Murmurs of agreement circled the table.
“God Himself will guide us in battle against the infidel mercenaries and the traitorous rebels,” the captain said, seizing the pause to lift his chin. “He will grant us victory, and then we will not have to fight outnumbered.”
The Captain proclaimed, using the opportunity to call on God and paint himself in a pious light. A common enough occurrence to gain standing in these sorts of meetings.
Cosmas snorted openly at that, a low sound of contempt from his corner, but he held his tongue.

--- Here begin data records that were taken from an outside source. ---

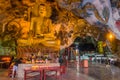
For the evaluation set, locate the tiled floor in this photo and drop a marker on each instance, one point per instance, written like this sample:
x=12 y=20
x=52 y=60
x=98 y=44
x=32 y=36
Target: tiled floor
x=93 y=72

“We also have to consider that any large troop movements will be spotted at once,” the the Doux said, speaking for the first time. He looked down at the map as he spoke. “Philemon is not an adversary to take lightly. He almost certainly has agents inside and outside the walls ready to report on any major movement.”
“Then we are restricted even in how we plan an ambush,” Silvanus said, exasperation bleeding through his composure. The mood in the room darkened. Even with priceless knowledge of the enemy’s next moves, it was not as simple as laying men in wait and hoping for the best.
If they wanted a decisive blow, they would have to find a way to make the hunters believe themselves safe, and then strike before any whisper of warning could leave the field.
“What do you think of the matter, Captain Theodorus?” the Doux asked.
Every eye in the room turned to the young Sideris boy. In a way, he was one of the most proven commanders present, the only man there who had already turned one hopeless engagement into victory against a superior foe. Theodorus shifted slightly in his chair. Preparing himself.
“I believe we have to think in terms of priorities,” the Captain began slowly, rolling the words over his tongue as if weighing each one. Silvanus doubted it was hesitation. More likely, the boy had already thought this through long and hard and was simply choosing how best to serve it to the room.
“We have already reached the conclusion that we must ambush the rebel forces if we are to have any chance of surviving,” Theodorus continued. His good hand rested lightly on the edge of the map table, fingers tracing idle circles through the hills and valleys as he spoke. “Especially given that we must force a decisive engagement within the month.”
He had a steady way of speaking, not loud, but clear enough that the men leaned in rather than drift away.
Stolen from its rightful place, this narrative is not meant to be on Amazon; report any sightings.
“The concerns about the enemy having in-depth intelligence systems in the capital are warranted,” he went on, glancing up to sweep the room. “Both lords have ties and clients here. Their eyes and ears run deep.”
Some of the officers shifted uncomfortably at that.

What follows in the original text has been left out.